Good news: we now have until 2030 to save the earth
Ross Clark

Phew! The dangers of global warming are receding. Admittedly that is not how most news sources are reporting the publication of the latest IPCC report this morning. But it is the logical conclusion of reading coverage of the issue over the past decade.

According to today’s IPCC report we now have 12 years to avert climate catastrophe. That might not sound long, but it means we are a good deal further away from doom that we were in 2007, when the WWF said we had five years to save the world. The doomsday clock hadn’t moved in 2011 when the International Energy Agency warned us that we had five years to start slashing carbon emissions or lose the chance forever. By last year it had shortened to three years, according to Christiana Figueres, the executive secretary of the UN Framework Convention on Climate Change. But now it’s right up at 12 years, presumably meaning that we can pretty twiddle our thumbs until 2030 – a whole 18 years after the WWF told us the world would come to an end if we didn’t slash carbon emissions.

And no, the world hasn’t made any progress in cutting emissions since the WWF sounded its warning siren. In 2007, according to the Oak Ridge National Laboratory in Tennessee, human activities emitted 8503 million tonnes of carbon. By 2012, when we were supposed to have slashed carbon emissions or face imminent doom, emissions were up to 9673 million tonnes. In 2014 – the latest year for which the laboratory has produced figures, it was up to 9855 million tonnes.
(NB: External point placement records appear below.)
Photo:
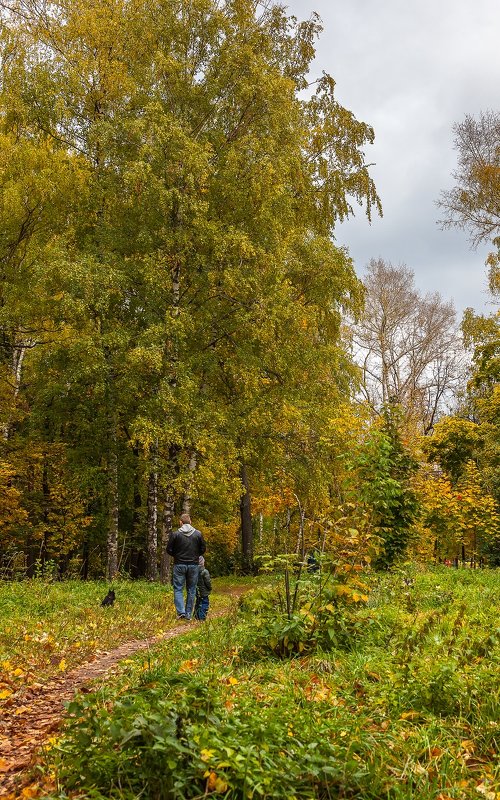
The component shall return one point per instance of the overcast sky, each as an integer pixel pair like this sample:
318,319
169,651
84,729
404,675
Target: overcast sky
412,69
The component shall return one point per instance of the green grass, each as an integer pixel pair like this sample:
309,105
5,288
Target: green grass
49,628
409,710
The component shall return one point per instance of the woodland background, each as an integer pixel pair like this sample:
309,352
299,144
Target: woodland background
179,330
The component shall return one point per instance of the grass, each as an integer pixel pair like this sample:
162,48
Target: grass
409,710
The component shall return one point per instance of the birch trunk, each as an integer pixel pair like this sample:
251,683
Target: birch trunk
187,499
152,541
246,522
112,541
166,530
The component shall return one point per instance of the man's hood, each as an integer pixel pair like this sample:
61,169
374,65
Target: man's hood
187,529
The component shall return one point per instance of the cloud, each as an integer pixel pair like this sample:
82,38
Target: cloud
412,71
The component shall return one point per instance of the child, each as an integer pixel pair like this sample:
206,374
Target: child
203,590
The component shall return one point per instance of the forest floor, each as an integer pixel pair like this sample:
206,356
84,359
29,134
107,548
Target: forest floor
34,713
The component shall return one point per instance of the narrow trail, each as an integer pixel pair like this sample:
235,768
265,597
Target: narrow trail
25,728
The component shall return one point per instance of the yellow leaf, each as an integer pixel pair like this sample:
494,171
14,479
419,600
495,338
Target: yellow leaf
409,715
31,791
211,781
189,665
220,785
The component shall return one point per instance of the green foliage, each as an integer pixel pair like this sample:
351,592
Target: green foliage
186,193
383,468
305,613
410,710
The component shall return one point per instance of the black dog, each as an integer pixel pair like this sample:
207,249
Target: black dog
109,599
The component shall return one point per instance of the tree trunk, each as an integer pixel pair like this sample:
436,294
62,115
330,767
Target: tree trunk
152,540
246,523
187,499
113,500
166,530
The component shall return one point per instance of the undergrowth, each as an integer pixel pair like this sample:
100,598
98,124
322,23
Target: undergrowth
407,709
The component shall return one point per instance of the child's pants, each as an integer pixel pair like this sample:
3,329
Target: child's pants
201,607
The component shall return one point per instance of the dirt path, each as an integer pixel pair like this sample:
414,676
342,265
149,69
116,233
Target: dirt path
25,728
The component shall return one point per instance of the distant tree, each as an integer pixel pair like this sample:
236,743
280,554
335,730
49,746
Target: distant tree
473,204
383,468
407,345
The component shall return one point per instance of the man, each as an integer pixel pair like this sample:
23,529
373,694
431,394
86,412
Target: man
185,546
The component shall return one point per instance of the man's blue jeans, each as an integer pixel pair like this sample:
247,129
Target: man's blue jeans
185,576
201,608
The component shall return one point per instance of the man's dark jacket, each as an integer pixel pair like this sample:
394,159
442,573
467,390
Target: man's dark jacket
186,545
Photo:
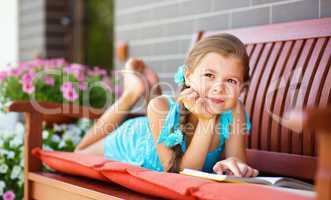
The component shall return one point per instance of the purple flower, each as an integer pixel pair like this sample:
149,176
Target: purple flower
3,76
15,72
70,94
49,80
77,70
82,86
68,91
97,71
9,195
66,86
28,77
28,87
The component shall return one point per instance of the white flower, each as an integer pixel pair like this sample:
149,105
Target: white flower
45,134
10,154
3,169
56,138
15,172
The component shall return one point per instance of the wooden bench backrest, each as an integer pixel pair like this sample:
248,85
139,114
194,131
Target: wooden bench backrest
289,67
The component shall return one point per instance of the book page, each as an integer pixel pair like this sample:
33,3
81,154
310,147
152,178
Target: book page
223,178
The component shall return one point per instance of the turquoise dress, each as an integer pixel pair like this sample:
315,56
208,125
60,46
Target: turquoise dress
132,142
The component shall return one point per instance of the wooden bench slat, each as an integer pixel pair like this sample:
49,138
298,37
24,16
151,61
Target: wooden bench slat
298,70
262,94
273,90
283,86
255,100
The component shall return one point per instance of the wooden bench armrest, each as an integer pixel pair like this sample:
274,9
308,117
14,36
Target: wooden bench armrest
318,119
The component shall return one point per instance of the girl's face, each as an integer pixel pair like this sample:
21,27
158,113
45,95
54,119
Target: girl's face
219,79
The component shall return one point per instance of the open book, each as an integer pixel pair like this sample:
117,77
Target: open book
273,181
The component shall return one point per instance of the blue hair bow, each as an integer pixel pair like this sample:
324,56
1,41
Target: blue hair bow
179,76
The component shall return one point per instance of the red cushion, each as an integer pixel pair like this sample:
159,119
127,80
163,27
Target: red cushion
72,163
177,186
160,184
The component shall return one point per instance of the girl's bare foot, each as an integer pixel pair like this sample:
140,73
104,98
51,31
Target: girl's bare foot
153,83
134,82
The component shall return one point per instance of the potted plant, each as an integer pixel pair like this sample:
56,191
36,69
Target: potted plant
55,80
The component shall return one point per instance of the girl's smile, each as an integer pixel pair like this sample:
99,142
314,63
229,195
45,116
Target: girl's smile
218,78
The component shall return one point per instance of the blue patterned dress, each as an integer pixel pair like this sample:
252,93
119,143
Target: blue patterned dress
132,142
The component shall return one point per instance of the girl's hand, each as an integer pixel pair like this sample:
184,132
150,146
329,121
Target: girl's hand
196,104
234,167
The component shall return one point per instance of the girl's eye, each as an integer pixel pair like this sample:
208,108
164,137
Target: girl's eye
209,75
232,81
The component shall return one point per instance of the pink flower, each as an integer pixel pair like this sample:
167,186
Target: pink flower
65,86
15,72
70,94
3,76
49,80
82,86
77,70
97,71
28,87
118,91
28,77
68,91
9,195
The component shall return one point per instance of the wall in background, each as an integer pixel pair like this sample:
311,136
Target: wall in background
8,32
8,50
160,31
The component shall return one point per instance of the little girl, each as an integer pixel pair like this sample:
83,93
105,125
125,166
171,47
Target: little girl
204,128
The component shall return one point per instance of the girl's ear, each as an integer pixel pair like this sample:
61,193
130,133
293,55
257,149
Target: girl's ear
187,77
243,87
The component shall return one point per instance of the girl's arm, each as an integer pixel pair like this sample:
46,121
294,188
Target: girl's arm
157,111
195,155
235,162
235,145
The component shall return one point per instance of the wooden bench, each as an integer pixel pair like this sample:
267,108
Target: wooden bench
290,66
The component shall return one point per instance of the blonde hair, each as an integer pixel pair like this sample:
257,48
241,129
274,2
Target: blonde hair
224,44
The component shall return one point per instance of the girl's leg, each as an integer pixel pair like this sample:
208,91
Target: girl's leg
134,86
138,79
153,83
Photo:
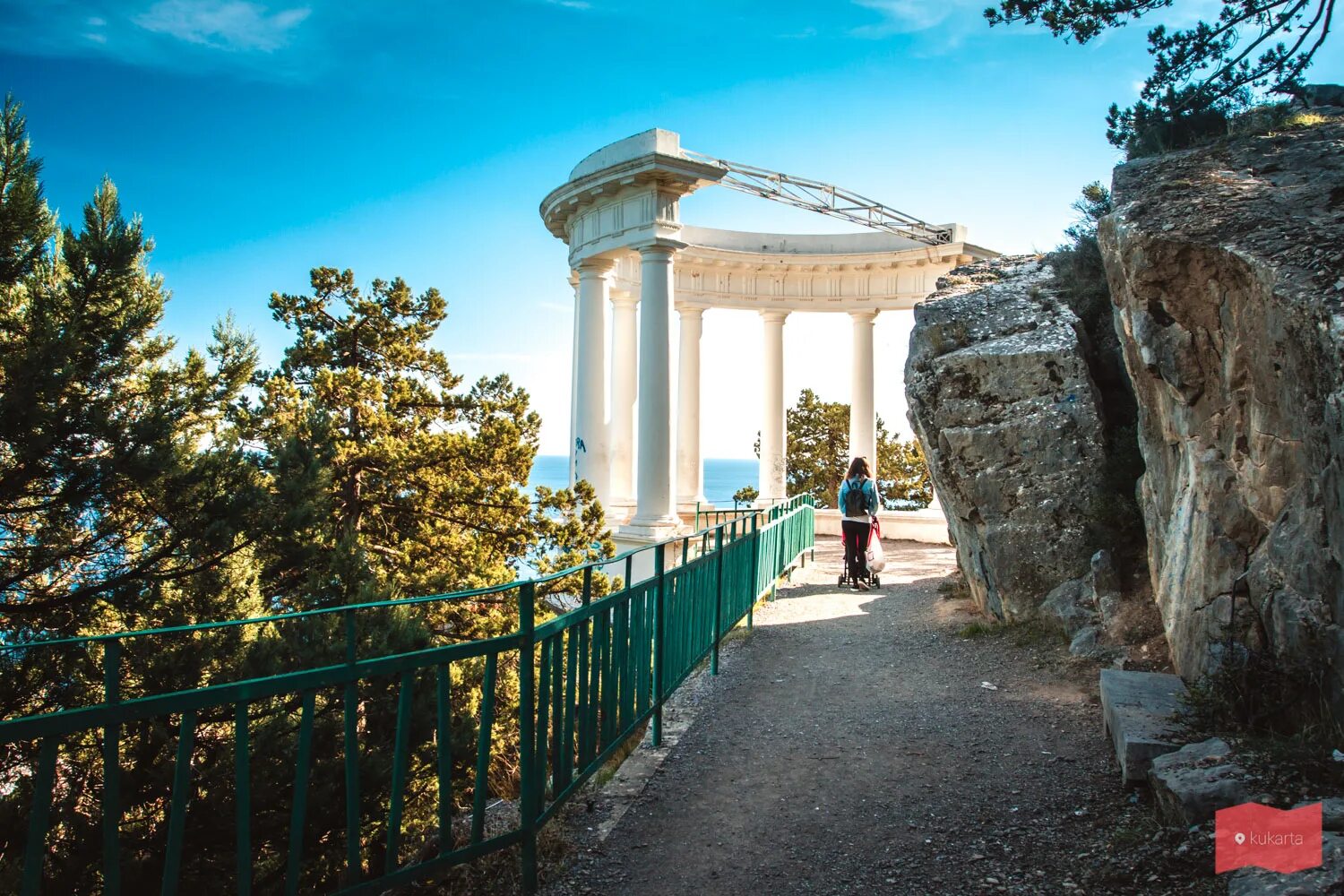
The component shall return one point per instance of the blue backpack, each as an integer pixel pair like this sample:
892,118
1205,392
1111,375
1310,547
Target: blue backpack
857,498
It isn’t hard to spot the problem with issuing frightening-sounding deadlines. If the deadlines come and go, without us managing to lower emissions and yet still life goes on, it makes the people setting the deadlines look rather foolish. It is also somewhat counter-productive. Given the failure of the world to come to an end, it is tempting to say, just as we do when religious cults and other fantasists make doom-laden predictions which fail to come to pass: well, the whole thing must be a hoax. What is the point of listening any further?

If the IPCC and others want us to reduce carbon emissions – and there is every reason why we should want to do this, for reasons of averting climate change as well as localised pollution – it would pay them to adopt rather less hyperbole. The over-close deadlines prevent a measured response which might actually achieve something – and without ruining the global economy. One country which has cut carbon emissions over the past two decades (and without doing as Britain has done over that period by offshoring much of its energy-intensive heavy industry) is the US. How? By replacing much of its coal-fired electricity generation with plants which burn gas from fracking wells.

How ironic that it is the US which is seen as the international pariah of the climate change lobby while Germany, which is seen as a goody-goody nation, always willing to put its name to the latest treaty, has failed to cut its emissions. Germany’s problem is that it is trying to leap to a low-carbon economy in one go, via solar and wind power – while coal plants are maintained in order to make up the huge gap between the energy that green energy manages to produce and energy the country consumes.

The story of the world’s attempts to slash carbon emissions is a story of hares and tortoises – with the hares’ little legs worn out by trying to react to demands that they run ever faster.